Millet-Stuffed Red Peppers Recipe
Tired of tuna-filled tomatoes and stuffed green peppers? Try the vibrant alternative sent in by Kitty Jones of Chicago, Illinois. The out-of-the-ordinary filling is made with millet.
- 1/2 cup uncooked millet, rinsed and drained
- 1-1/2 cups vegetable broth
- 4 medium sweet red peppers
- 3/4 cup frozen corn, thawed
- 1 medium onion, finely chopped
- 1/3 cup finely chopped celery
- 1/4 cup chopped walnuts
- 1 green onion, finely chopped
- 1 tablespoon chopped fresh mint or 1 teaspoon dried mint flakes
- 2 teaspoons shredded lemon peel
- 1-1/2 teaspoons fresh chooped oregano or 1/2 teaspoon dried oregano
- 1 garlic clove, minced
- 1/2 teaspoon salt
- 1/4 teaspoon pepper
- 2 tablespoons olive oil
- In a saucepan, bring millet and broth to a boil. Reduce heat; simmer, covered, until millet is tender and broth is absorbed, about 30-35 minutes. Transfer to a large bowl and cool.
- Meanwhile, cut tops off peppers and remove seeds. In a large kettle, cook peppers in boiling water for 3-5 minutes. Drain and rinse in cold water; set aside.

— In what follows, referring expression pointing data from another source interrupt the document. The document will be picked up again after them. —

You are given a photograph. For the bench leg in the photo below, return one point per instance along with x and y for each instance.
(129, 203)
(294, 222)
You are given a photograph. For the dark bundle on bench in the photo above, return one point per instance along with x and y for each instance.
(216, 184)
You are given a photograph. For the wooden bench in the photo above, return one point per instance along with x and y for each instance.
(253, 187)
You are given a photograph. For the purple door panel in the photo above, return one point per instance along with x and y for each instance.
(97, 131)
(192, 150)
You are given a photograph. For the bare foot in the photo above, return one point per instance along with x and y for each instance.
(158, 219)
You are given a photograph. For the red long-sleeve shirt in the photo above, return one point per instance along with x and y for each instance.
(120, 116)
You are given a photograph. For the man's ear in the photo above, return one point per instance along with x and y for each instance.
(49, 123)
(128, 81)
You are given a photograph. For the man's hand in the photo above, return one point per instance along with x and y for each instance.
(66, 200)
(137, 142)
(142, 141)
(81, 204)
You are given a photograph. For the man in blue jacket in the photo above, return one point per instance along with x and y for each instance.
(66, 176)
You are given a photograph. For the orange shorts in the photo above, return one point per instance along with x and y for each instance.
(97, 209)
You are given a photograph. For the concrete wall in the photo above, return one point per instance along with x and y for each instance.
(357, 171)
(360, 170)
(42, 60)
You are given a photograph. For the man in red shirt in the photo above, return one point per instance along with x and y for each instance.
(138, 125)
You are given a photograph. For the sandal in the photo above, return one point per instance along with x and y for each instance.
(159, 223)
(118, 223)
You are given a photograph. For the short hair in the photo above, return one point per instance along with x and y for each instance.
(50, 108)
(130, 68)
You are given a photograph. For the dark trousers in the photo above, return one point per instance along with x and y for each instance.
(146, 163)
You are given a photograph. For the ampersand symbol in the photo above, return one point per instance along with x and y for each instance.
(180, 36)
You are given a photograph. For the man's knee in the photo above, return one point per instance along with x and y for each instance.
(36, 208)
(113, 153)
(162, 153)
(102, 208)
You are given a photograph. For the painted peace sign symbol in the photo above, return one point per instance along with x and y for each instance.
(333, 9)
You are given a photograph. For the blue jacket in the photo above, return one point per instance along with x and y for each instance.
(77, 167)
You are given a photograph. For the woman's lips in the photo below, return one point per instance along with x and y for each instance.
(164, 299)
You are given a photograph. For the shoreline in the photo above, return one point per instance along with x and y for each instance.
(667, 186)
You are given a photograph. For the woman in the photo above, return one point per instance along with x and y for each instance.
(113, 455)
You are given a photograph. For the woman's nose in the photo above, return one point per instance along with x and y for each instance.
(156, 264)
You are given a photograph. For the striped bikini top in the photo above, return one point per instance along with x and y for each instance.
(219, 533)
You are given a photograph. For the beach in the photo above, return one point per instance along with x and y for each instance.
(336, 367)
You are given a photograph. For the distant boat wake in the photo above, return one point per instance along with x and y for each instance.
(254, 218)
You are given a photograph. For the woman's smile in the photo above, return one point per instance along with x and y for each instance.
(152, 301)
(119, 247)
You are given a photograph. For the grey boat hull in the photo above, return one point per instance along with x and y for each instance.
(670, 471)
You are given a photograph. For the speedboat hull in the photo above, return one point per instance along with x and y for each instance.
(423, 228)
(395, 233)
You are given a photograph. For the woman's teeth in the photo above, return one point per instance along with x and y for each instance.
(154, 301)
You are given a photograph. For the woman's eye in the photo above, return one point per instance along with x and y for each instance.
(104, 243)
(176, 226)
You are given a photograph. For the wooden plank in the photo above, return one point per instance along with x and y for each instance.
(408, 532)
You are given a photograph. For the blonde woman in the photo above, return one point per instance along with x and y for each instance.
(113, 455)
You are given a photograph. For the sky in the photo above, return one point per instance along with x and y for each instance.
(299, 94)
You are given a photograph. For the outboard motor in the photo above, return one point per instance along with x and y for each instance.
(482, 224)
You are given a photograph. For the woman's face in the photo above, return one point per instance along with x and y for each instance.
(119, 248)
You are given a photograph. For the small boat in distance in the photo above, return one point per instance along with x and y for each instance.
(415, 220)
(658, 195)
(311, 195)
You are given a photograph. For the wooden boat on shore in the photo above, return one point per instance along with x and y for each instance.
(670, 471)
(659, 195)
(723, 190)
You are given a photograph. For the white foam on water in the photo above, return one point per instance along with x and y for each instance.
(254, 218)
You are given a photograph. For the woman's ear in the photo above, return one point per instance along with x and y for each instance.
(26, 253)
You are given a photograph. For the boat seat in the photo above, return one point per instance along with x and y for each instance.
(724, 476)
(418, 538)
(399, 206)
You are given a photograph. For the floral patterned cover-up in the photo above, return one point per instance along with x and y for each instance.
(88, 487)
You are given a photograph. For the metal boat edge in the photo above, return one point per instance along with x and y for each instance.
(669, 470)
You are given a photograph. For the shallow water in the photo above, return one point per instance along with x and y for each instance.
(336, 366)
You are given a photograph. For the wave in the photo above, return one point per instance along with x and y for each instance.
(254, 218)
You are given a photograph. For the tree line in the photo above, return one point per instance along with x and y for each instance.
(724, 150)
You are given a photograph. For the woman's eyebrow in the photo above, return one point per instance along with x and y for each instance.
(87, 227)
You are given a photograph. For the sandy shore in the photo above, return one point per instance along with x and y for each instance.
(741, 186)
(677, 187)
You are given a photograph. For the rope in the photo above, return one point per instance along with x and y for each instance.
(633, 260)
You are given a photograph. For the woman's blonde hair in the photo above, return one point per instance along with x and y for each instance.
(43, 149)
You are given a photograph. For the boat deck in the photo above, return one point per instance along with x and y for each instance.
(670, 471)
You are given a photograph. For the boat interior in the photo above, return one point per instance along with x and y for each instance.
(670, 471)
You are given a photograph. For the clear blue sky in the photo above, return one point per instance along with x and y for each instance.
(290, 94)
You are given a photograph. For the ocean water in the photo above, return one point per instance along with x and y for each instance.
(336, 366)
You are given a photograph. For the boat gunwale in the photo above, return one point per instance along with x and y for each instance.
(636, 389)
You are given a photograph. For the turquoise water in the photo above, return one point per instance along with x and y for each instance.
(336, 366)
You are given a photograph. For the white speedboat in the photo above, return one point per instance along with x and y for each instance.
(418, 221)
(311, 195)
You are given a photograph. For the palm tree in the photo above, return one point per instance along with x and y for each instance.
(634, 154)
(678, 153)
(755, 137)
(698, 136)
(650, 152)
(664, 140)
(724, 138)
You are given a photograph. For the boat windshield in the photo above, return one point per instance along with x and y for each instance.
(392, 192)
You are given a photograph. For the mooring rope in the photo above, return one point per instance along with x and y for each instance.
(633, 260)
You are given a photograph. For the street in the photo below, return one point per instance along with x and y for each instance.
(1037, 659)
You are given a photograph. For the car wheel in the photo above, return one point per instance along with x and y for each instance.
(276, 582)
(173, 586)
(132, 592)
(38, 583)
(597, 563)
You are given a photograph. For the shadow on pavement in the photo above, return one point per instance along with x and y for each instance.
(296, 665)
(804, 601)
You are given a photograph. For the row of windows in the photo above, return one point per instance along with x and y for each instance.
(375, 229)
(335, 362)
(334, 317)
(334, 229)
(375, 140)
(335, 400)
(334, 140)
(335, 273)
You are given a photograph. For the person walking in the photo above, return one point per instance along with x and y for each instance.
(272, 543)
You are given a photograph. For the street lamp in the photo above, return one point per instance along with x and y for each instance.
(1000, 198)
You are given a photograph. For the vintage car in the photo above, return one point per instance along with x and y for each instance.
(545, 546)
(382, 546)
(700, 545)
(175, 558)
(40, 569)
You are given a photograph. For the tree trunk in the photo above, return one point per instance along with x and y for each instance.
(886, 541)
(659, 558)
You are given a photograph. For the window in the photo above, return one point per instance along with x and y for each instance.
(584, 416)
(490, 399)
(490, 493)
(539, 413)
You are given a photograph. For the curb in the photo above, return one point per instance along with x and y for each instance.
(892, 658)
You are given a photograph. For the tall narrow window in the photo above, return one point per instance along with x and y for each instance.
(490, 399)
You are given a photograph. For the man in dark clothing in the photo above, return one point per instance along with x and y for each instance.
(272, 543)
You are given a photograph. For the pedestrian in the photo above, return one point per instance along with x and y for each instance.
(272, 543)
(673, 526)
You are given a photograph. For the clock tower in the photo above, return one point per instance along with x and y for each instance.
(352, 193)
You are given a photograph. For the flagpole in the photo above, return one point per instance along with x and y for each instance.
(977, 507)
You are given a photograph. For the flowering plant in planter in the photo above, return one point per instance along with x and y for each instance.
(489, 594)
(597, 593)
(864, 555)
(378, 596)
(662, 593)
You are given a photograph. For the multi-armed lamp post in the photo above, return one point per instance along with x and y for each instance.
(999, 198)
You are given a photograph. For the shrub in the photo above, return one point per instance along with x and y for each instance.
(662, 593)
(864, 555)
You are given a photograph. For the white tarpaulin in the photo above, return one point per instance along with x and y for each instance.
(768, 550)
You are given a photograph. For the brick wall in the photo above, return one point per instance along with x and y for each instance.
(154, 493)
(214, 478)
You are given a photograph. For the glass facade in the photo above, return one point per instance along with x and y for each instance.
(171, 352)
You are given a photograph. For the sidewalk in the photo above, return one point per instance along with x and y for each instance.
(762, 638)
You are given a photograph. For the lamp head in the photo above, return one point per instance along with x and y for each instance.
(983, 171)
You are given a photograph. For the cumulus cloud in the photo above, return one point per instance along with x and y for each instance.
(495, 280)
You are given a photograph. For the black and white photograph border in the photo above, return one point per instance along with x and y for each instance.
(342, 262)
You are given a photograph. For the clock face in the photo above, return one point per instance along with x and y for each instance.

- With a fork, fluff cooled millet. Add the corn, onion, celery, nuts, green onion and seasonings; blend well. Spoon into sweet peppers. Drizzle with oil. Place in a 11-in. x 7-in. baking dish coated with cooking spray. Cover and bake at 350° for 55-60 minutes or until tender. Yield: 4 servings.